Fonction et représentation
Jean Michel Alberola poursuit depuis le début des années 1980 une oeuvre protéiforme. Elle navigue entre conceptualisme, abstraction et figuration. La peinture, mais aussi les travaux sur papier, la sculpture, les films, les textes, les livres d’artistes en composent les différentes facettes. Politique, poétique, l’œuvre pleine d’humour est faite d’actes d’engagement. Elle mêle aux réflexions artistiques des sujets politiques ou sociaux.
Donnant son titre à l’ensemble, la série — débutée il y a quinze ans — les « rois de rien » permet au créateur de décliner un mystérieux portrait aux pieds nus. Des monochromes aux armes et couleurs de la reine Elisabeth II leur font écho.

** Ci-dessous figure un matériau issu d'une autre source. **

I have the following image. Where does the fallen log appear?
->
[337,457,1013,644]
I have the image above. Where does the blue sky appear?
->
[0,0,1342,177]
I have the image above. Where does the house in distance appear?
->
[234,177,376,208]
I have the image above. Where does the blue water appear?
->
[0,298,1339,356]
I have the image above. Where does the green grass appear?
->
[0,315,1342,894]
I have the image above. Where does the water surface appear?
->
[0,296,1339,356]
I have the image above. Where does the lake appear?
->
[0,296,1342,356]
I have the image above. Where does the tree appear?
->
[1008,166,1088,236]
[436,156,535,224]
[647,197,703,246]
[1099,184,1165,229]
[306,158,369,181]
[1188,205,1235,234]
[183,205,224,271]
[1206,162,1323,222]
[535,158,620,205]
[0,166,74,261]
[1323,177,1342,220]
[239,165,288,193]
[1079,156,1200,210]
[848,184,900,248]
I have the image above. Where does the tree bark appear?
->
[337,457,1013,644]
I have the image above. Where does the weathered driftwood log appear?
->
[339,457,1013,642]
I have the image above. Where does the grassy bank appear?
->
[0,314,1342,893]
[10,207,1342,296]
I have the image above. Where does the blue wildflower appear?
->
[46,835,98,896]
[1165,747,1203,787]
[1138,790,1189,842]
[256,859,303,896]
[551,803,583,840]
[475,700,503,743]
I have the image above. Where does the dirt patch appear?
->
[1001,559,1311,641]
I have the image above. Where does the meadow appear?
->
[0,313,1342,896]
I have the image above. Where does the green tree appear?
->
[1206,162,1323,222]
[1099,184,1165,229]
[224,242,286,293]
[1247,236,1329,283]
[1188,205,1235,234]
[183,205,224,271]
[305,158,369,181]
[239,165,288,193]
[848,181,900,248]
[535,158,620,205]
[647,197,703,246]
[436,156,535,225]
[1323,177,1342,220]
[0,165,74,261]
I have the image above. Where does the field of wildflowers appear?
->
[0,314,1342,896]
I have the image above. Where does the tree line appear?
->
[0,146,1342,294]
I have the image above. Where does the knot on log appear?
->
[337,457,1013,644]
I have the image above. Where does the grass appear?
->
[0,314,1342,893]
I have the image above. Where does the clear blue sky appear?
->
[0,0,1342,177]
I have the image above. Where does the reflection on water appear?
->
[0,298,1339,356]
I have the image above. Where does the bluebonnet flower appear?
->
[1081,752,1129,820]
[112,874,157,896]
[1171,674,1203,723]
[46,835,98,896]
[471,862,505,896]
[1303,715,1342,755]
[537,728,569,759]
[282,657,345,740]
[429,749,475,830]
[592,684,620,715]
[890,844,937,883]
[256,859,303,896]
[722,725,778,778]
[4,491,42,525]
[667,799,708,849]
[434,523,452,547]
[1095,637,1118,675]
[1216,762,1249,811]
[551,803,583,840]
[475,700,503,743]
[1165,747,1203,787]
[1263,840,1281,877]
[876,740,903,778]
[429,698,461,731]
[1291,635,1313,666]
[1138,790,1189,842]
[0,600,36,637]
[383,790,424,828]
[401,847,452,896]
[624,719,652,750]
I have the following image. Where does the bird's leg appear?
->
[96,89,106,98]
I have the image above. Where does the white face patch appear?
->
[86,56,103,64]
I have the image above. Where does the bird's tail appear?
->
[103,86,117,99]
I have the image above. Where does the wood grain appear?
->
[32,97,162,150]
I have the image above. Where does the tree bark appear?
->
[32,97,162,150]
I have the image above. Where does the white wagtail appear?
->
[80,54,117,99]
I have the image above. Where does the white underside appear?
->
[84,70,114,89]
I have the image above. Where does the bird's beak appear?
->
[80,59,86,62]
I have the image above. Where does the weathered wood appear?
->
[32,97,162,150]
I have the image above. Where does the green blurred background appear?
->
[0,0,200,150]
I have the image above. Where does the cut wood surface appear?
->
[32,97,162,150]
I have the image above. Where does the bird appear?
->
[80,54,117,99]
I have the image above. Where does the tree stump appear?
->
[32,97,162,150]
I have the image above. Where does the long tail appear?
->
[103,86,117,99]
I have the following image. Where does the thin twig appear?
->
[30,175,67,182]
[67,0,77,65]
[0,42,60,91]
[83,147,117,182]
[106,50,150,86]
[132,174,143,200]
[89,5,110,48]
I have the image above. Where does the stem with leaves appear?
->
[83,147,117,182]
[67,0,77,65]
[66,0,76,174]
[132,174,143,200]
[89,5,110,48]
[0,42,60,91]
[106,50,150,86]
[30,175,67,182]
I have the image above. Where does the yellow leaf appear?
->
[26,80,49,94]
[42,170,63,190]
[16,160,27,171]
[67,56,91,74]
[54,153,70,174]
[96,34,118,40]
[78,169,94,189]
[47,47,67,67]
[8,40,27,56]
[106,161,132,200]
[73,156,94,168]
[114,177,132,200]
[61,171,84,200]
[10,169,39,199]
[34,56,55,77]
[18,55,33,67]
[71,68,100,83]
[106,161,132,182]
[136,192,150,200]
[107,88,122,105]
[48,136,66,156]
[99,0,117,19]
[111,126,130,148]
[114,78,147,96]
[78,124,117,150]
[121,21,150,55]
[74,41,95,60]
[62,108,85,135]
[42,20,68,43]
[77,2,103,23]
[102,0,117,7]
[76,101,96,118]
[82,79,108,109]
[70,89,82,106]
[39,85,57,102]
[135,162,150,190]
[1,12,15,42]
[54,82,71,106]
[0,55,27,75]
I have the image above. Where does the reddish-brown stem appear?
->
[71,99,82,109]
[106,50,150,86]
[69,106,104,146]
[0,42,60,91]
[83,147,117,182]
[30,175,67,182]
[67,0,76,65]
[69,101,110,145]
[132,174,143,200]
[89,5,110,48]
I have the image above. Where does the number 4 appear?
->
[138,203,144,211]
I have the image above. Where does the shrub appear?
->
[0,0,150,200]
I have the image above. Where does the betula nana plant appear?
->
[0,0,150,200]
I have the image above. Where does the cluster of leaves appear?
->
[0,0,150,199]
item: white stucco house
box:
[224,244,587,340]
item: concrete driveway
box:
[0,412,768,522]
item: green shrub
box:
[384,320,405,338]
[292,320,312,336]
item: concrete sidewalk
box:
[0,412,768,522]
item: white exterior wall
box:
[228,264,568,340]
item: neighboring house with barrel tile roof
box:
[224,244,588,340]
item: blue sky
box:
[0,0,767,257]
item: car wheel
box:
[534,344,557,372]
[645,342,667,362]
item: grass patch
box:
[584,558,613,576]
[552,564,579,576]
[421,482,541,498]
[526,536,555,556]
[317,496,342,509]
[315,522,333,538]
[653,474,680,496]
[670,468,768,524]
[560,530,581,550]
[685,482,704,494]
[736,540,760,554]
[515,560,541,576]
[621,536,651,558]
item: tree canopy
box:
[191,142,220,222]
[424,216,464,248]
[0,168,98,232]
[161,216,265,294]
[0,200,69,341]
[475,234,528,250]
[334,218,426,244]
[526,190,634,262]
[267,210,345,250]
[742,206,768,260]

Approchant ainsi et à sa façon la tradition du blason, l’artiste permet de comprendre comment son travail avance pour imposer son propre langage où émerge une succession de développements et d’enveloppements.
Ils permettent à la forme chargée d’avenir d’’ imager” une sorte de merveilleux — mais pas que. Toiles, sérigraphies, œuvres sur papiers et mur peint dessinent, “à la manière de rébus philosophiques, s’interrogent sur la question du pouvoir, la dichotomie entre réalité et apparence, fonction et représentation”.

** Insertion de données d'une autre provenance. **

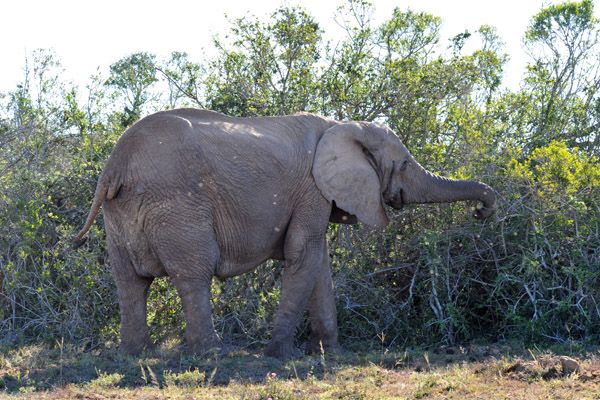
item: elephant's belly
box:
[215,239,284,278]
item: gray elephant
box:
[73,109,496,357]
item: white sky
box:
[0,0,600,93]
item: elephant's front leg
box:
[265,231,326,358]
[306,247,340,353]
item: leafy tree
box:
[207,8,321,116]
[524,0,600,154]
[105,52,158,128]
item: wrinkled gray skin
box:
[73,109,496,357]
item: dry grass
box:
[0,340,600,400]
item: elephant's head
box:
[313,122,496,229]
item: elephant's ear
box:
[312,122,389,229]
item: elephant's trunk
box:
[402,165,497,219]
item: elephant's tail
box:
[71,169,121,242]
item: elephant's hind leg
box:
[108,240,155,355]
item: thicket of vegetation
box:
[0,0,600,347]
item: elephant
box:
[73,108,497,357]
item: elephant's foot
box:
[306,336,342,354]
[265,341,302,358]
[121,336,156,357]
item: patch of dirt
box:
[503,355,600,381]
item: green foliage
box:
[0,0,600,352]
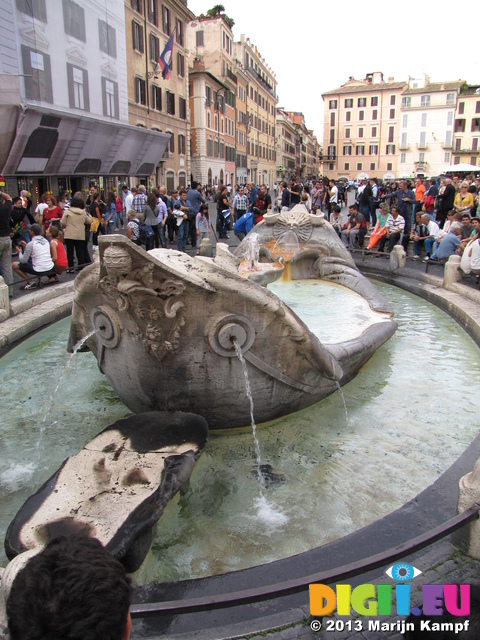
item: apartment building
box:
[275,107,298,182]
[189,60,228,185]
[234,35,278,185]
[0,0,168,199]
[322,72,406,180]
[124,0,194,192]
[398,75,465,177]
[452,84,480,167]
[187,14,238,184]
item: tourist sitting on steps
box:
[12,223,54,290]
[7,535,131,640]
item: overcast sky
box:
[188,0,480,140]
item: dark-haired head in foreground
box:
[7,535,131,640]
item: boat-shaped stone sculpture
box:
[69,207,397,429]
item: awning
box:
[0,106,170,176]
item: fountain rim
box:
[0,265,480,636]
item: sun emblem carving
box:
[273,211,312,244]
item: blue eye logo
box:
[385,562,422,582]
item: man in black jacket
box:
[437,178,455,229]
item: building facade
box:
[234,35,278,185]
[398,75,462,177]
[124,0,194,192]
[452,84,480,167]
[322,72,406,180]
[0,0,168,199]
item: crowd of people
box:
[0,175,480,290]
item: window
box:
[17,0,47,22]
[162,5,170,37]
[63,0,86,42]
[177,53,185,78]
[147,0,158,27]
[135,78,147,104]
[152,84,162,111]
[102,77,119,120]
[22,45,53,104]
[167,91,175,116]
[67,62,90,111]
[150,33,160,62]
[175,18,184,47]
[178,134,185,156]
[98,20,117,58]
[132,20,144,53]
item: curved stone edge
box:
[126,265,480,640]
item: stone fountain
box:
[69,208,396,429]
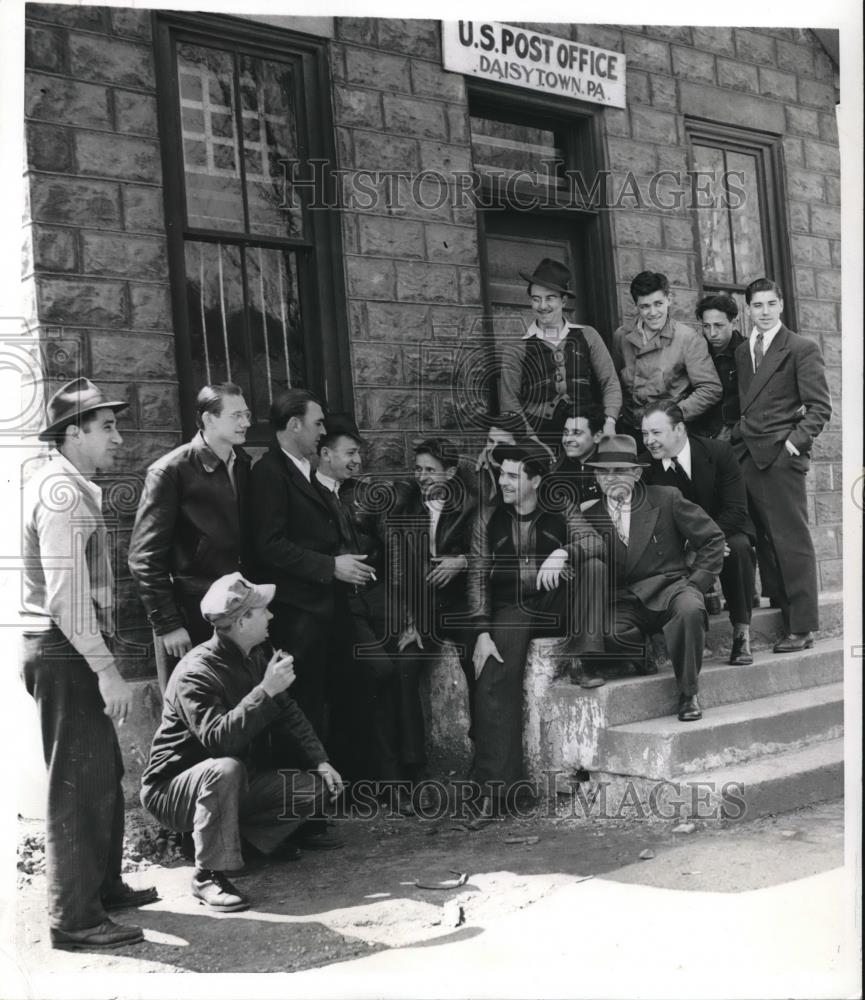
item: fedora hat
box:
[39,378,129,441]
[583,434,651,469]
[492,441,550,476]
[519,257,574,295]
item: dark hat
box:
[201,573,276,626]
[322,413,363,444]
[39,378,129,441]
[492,440,550,476]
[583,434,651,469]
[520,257,574,295]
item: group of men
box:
[23,260,831,948]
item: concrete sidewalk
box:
[291,868,861,1000]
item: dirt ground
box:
[8,802,844,980]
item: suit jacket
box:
[250,443,342,617]
[583,482,724,611]
[641,434,757,544]
[129,433,250,635]
[730,326,832,471]
[386,479,478,631]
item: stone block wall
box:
[23,4,180,677]
[331,18,482,469]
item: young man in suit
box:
[129,382,250,691]
[643,400,756,665]
[730,278,832,653]
[584,434,724,722]
[250,389,373,732]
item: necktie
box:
[613,503,628,545]
[754,333,763,371]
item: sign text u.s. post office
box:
[442,21,625,108]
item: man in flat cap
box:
[22,378,158,951]
[499,257,622,450]
[141,573,342,912]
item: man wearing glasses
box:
[129,382,250,691]
[499,257,622,451]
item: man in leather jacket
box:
[129,382,250,691]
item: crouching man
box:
[141,573,342,912]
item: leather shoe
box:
[772,632,814,653]
[102,878,159,910]
[729,635,754,667]
[679,694,703,722]
[51,917,144,951]
[192,870,249,913]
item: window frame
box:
[685,117,798,334]
[466,78,619,343]
[153,11,354,446]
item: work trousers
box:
[720,532,756,625]
[21,626,124,931]
[742,448,820,632]
[141,757,326,871]
[153,594,213,694]
[607,585,709,697]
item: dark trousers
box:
[392,609,477,771]
[607,586,709,696]
[470,587,569,796]
[153,594,213,694]
[720,532,756,625]
[270,601,330,745]
[21,627,123,931]
[742,448,820,632]
[141,757,326,871]
[328,593,403,781]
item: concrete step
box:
[582,737,844,823]
[597,682,844,778]
[550,639,844,727]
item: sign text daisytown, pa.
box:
[442,21,625,108]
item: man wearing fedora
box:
[22,378,158,951]
[584,434,724,722]
[469,440,604,817]
[129,382,250,691]
[499,257,622,450]
[141,573,342,913]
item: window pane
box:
[177,44,243,231]
[727,152,765,285]
[694,146,735,282]
[240,56,302,236]
[246,247,305,415]
[471,116,565,184]
[185,243,249,386]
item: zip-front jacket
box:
[129,432,250,635]
[469,504,605,632]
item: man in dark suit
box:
[643,400,756,665]
[250,389,373,732]
[730,278,832,653]
[386,437,477,780]
[584,434,724,722]
[129,382,250,691]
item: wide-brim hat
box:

Tout le parcours est constitué de fragments figuratifs, éléments abstraits, évocations littéraires et musicales (Rolling Stones).
Jean-Michel Alberola travaille toujours par connexions, associations, détournements, citations, références parfois énigmatiques mais toutefois dégraissés de toute littérature quoique associant la parole au langage des formes. Portions de corps ou de géographies liées à des énoncés ou injonctions ambiguës recomposent les œuvres.
Mais l’exercice reste toujours purement pictural et lorsque les mots surgissent, ils demeurent des motifs formels au même titre que les pans de couleurs, les courbes et les lignes.
De plus et évidemment, dans cette exposition, l’artiste continue des narrations : “Tout le temps, je raconte des histoires, dans la vie, dans les tableaux. Je ne fais que ça, que des histoires.” dit-il. C’est pour lui l’objet de la peinture, “que ce soit Poussin, Vélasquez ou Mondrian” ajoute le plasticien. Pour lui, chaque peintre propose de fait une autobiographie à travers laquelle il parle du monde tel qu’il le voit.
jean-paul gavard-perret
Jean-Michel Alberola, Le Roi de rien, la Reine d’Angleterre et les autres, galerie Templon, Paris, du 20 mai au 17 juillet 2021.